Deploy a Spring AI application to Azure Container Apps
In this unit, you learn about deploying your Spring retrieval-augmented generation (RAG) application to Azure Container Apps. Azure Container Apps is a serverless platform that enables you to maintain less infrastructure and save costs when running containerized applications. This unit covers the necessary Container Apps concepts so that you can containerize your application, set up Azure Container Apps, and ensure a secure and scalable deployment.
Environments
A container apps environment is a secure boundary around one or more container apps and jobs. The Container Apps runtime manages each environment by handling OS upgrades, scale operations, failover procedures, and resource balancing. Before you can deploy a container app, you need to create an Azure Container Apps environment.
There are two types of container app environments:
Workload profile: run serverless apps with support for scale-to-zero and pay only for resources your apps use with the consumption profile. You can also run apps with customized hardware and increased cost predictability using dedicated workload profiles.
Consumption only: run serverless apps with support for scale-to-zero and pay only for resources your apps use.
Replicas
Replicas are instances of your container app that run concurrently to handle incoming requests or background tasks. By scaling the number of replicas, you can ensure that your application can handle varying loads efficiently. Azure Container Apps supports both manual and automatic scaling of replicas based on predefined metrics or custom rules.
Revisions
Revisions are immutable snapshots of your container app's configuration and code at a specific point in time. Each deployment creates a new revision, enabling you to roll back to previous versions if needed. Revisions enable safe updates and version control for your containerized applications. You can configure traffic splitting between revisions to gradually roll out new features or to perform A/B testing.
Deployment types
There are three primary deployment types for Azure Container Apps:
Deployment from an existing image: you can deploy a container app that uses an existing image in a public or private container registry.

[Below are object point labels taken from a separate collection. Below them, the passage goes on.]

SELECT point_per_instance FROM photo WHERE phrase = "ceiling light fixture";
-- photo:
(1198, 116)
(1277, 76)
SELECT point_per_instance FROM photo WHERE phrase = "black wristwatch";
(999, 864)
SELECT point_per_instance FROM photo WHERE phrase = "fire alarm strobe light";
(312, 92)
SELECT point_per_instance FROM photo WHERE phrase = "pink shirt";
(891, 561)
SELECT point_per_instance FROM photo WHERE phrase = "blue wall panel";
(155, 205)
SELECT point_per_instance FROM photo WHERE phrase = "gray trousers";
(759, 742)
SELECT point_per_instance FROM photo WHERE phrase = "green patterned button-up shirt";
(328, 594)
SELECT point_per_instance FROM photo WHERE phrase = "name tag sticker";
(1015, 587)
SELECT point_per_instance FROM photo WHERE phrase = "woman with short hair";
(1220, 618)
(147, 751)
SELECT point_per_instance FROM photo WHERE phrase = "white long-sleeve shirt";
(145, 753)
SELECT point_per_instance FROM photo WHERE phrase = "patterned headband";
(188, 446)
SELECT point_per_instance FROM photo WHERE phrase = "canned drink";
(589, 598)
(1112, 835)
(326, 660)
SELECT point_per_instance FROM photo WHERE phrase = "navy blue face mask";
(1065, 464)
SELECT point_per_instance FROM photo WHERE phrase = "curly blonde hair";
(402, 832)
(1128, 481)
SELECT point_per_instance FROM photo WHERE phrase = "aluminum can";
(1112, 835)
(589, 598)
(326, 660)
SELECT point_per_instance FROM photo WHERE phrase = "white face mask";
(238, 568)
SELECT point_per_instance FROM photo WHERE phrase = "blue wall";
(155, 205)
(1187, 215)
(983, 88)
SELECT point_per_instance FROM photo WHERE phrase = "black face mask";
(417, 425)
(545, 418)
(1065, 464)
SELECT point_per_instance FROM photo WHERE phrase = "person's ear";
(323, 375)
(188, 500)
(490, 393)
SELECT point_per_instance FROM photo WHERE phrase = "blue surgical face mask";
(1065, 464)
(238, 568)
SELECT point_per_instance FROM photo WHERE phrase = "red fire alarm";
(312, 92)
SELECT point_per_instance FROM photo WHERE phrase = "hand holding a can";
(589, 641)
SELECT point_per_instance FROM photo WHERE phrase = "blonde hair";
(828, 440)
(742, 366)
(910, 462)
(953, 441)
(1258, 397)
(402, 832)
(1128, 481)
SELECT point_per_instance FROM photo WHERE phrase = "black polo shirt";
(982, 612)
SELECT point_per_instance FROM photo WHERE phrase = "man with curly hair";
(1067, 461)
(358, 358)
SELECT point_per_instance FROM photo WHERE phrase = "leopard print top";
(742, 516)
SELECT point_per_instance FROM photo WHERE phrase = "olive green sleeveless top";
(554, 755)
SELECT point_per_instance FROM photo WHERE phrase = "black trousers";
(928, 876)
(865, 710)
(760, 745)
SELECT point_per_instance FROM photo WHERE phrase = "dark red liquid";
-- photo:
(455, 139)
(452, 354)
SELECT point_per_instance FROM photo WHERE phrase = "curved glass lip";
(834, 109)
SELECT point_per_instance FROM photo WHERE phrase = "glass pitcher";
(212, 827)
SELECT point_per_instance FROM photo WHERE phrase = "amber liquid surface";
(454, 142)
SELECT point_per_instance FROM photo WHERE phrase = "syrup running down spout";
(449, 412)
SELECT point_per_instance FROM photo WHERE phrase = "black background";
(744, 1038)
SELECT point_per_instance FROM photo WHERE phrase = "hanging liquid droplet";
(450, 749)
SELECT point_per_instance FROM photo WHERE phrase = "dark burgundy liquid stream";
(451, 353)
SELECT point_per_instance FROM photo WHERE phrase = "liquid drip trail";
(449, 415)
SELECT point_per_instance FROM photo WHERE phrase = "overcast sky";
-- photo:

Deployment from source code: you can deploy your application directly from your local source code repository. The
az container upcommand builds the container image, pushes it to a registry, and deploys the container app. It also creates the registry in Azure Container Registry if you don't provide one. This command can build the image with or without a Dockerfile. If you build without a Dockerfile, the following languages are supported:- .NET
- Node.js
- PHP
- Python
Deployment from a GitHub repository: when you use the
az containerapp upcommand to deploy from a GitHub repository, it generates a GitHub Actions workflow that builds the container image, pushes it to a registry, and deploys the container app. A Dockerfile is required to build the image.
Ingress options
Azure Container Apps supports the following ingress options to control how your application is accessed:
External ingress: this option exposes your container app to the internet, allowing external clients to access it. You can configure custom domains and TLS/SSL certificates for secure access.
Internal ingress: this option restricts access to within the virtual network, making your container app accessible only to other resources within the same network. This option is useful for internal services that don't need to be exposed to the internet.
No ingress: if you don't need any external or internal access, you can disable ingress. This option is useful for background jobs or services that don't require direct access.
Scaling
Azure Container Apps provides flexible scaling options to ensure that your application can handle varying loads efficiently. The following list describes the primary scaling options:
Manual scaling: you can manually set the number of replicas for your container app. This option gives you full control over the scaling process, enabling you to adjust the number of instances based on your specific needs.
Automatic scaling: Azure Container Apps supports automatic scaling based on various metrics. You can configure autoscaling rules to automatically adjust the number of replicas based on CPU usage, memory usage, or custom metrics, including
JVM- Java virtual machine - metrics, using Kubernetes event-driven autoscaling (KEDA). This capability ensures that your application can handle increased traffic without manual intervention.Scale to zero: for serverless applications, you can configure your container app to scale down to zero instances when there's no traffic. This helps save costs by using resources only when needed.
To configure scaling, you can use the Azure CLI, the Azure portal, or ARM templates. The following example shows you how to set up autoscaling by using the Azure CLI:
az containerapp update \
--resource-group spring-ai-demo \
--name spring-ai-app \
--min-replicas 1 \
--max-replicas 10 \
--scale-rule-name http-rule \
--scale-rule-type http \
--scale-rule-http-concurrency 15
In this example, the container app is configured to scale between 1 and 10 replicas based on HTTP concurrency. HTTP concurrency is set to 50, which means each replica handles up to 50 concurrent HTTP requests before more instances are created.
Unit summary
In this unit, you learned about the key concepts of Azure Container Apps, including environments, deployment types, ingress options, and scaling mechanisms. In the next exercise, you put these concepts into practice by deploying your Spring RAG application using Azure Container Apps.